A.Z. : Une attaque américaine contre l’Iran, aggraverait la situation et ce serait une fois de plus le peuple iranien qui devrait en payer le prix. Dans ce cas, c’est une guerre contre un autre pays et c’est contraire au droit international. L’Iran n’est pas dans la même situation géopolitique que l’Irak ou l’Afghanistan alors cette attaque serait contre productive : la situation au Moyen-Orient se détériorerait, cela mettrait en danger la paix dans la région et en Asie. Et comme je suis persuadé qu’il reste encore des gens intelligents dans le monde j’espère qu’on n’aura pas à voir cette situation. Je ne veux pas que mon pays subisse la situation qui règne actuellement en Irak ou en Afghanistan. Alors il faut que la Chine, l’Europe, la Russie, les Etats-Unis et l’Iran se mettent autour d’une table et négocient.

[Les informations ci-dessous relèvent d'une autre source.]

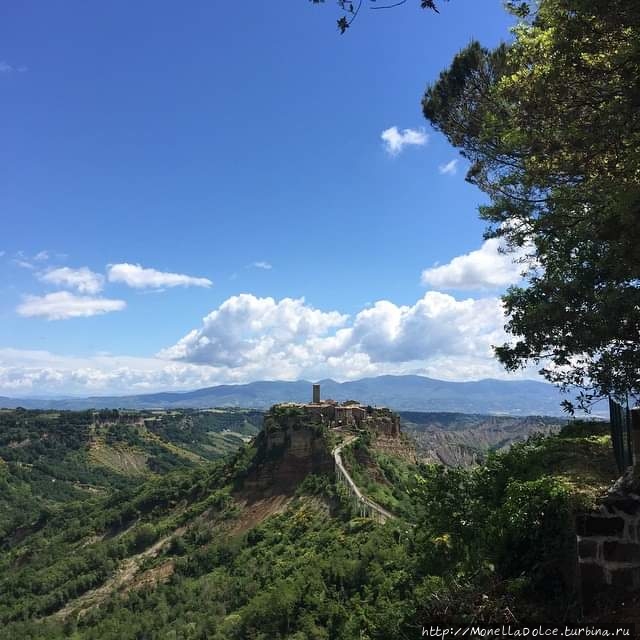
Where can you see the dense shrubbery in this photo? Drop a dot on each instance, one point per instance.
(481, 544)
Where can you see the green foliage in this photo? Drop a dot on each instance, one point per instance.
(550, 125)
(481, 543)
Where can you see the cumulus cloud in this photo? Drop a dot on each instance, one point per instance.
(255, 338)
(139, 277)
(395, 140)
(62, 305)
(246, 329)
(450, 168)
(484, 268)
(83, 279)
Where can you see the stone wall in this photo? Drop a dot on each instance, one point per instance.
(609, 543)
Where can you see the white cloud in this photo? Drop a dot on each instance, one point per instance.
(484, 268)
(82, 279)
(138, 277)
(261, 338)
(395, 140)
(250, 338)
(24, 264)
(450, 168)
(246, 329)
(41, 256)
(62, 305)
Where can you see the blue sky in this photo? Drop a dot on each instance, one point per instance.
(162, 164)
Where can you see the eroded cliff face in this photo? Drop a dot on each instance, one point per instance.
(289, 448)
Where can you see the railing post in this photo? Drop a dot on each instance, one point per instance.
(635, 438)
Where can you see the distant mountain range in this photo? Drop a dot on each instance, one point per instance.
(401, 393)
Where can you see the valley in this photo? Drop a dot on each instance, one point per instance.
(264, 541)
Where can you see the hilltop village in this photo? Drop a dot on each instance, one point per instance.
(347, 415)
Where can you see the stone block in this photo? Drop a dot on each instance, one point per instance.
(621, 552)
(625, 579)
(591, 575)
(587, 548)
(598, 525)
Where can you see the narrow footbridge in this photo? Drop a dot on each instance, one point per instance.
(366, 507)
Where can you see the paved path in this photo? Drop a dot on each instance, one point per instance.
(368, 506)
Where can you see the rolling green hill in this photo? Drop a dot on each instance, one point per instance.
(48, 458)
(219, 550)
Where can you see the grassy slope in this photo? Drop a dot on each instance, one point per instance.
(49, 459)
(177, 553)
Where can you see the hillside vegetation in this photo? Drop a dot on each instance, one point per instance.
(48, 459)
(195, 554)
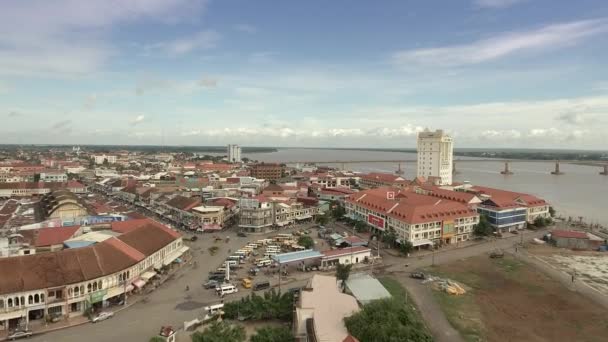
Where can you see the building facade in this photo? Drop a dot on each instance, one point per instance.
(419, 219)
(99, 159)
(234, 153)
(266, 171)
(435, 155)
(67, 283)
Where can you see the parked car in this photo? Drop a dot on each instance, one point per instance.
(417, 275)
(102, 316)
(211, 284)
(19, 334)
(497, 255)
(263, 285)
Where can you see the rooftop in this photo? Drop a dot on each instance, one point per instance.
(296, 256)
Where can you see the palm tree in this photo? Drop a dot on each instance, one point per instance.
(342, 273)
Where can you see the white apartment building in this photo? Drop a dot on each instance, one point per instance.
(234, 153)
(53, 177)
(435, 155)
(99, 159)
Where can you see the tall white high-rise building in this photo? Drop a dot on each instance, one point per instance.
(234, 153)
(435, 154)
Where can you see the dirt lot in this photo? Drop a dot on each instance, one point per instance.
(590, 267)
(508, 300)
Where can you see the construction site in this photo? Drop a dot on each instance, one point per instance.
(506, 299)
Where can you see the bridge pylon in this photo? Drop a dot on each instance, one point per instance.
(506, 171)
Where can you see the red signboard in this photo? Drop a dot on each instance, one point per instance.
(375, 221)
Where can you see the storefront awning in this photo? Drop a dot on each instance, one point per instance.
(422, 242)
(173, 256)
(147, 275)
(139, 283)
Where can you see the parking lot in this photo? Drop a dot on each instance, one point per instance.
(171, 304)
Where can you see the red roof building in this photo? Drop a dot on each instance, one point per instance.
(420, 219)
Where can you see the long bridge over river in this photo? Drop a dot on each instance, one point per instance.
(505, 171)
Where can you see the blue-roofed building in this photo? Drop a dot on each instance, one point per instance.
(305, 256)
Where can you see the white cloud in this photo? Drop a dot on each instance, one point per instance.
(262, 57)
(246, 28)
(138, 119)
(71, 34)
(199, 41)
(496, 3)
(503, 45)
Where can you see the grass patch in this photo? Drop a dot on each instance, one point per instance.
(393, 287)
(463, 314)
(398, 292)
(509, 265)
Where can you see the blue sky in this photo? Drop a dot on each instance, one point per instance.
(503, 73)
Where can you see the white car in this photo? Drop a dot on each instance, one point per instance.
(102, 317)
(19, 334)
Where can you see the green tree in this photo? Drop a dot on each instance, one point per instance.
(540, 222)
(306, 241)
(342, 273)
(322, 219)
(220, 332)
(483, 228)
(406, 247)
(387, 320)
(337, 211)
(273, 334)
(389, 237)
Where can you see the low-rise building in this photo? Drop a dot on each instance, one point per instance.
(66, 283)
(62, 204)
(104, 158)
(420, 219)
(53, 176)
(377, 179)
(508, 210)
(268, 171)
(27, 189)
(345, 256)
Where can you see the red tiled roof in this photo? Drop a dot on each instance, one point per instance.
(344, 251)
(54, 236)
(183, 203)
(410, 207)
(509, 199)
(458, 196)
(383, 177)
(569, 234)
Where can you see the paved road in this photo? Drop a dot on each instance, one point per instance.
(168, 305)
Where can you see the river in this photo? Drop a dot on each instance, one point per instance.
(580, 191)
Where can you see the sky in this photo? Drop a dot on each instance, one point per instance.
(492, 73)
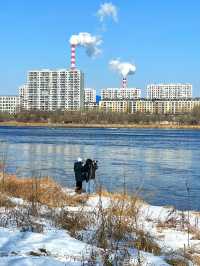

RFI : N’est-ce pas la nature du régime iranien qui pose problème aux Occidentaux ? Si le régime de Téhéran était un régime démocratique, ou si un changement du régime devait survenir en Iran, cela provoquerait-il un changement de l’attitude de la communauté internationale ?

A.Z. : D’abord, le changement du régime doit se faire par les Iraniens qu’ils soient à l’intérieur ou l’extérieur du pays. Si le régime change avec les attaques étrangères la situation va être encore pire qu’aujourd’hui et le régime sera renforcé parce que les Iraniens, pour ou contre le régime islamique, n’accepteront pas une invasion des étrangers dans leur pays. D’un autre côté, je ne suis pas sûr qu’en cas de changement du régime, la communauté internationale soit prête à laisser l’Iran user de son droit au nucléaire. Alors je pense qu’il y a une hypocrisie de la part de certains Occidentaux.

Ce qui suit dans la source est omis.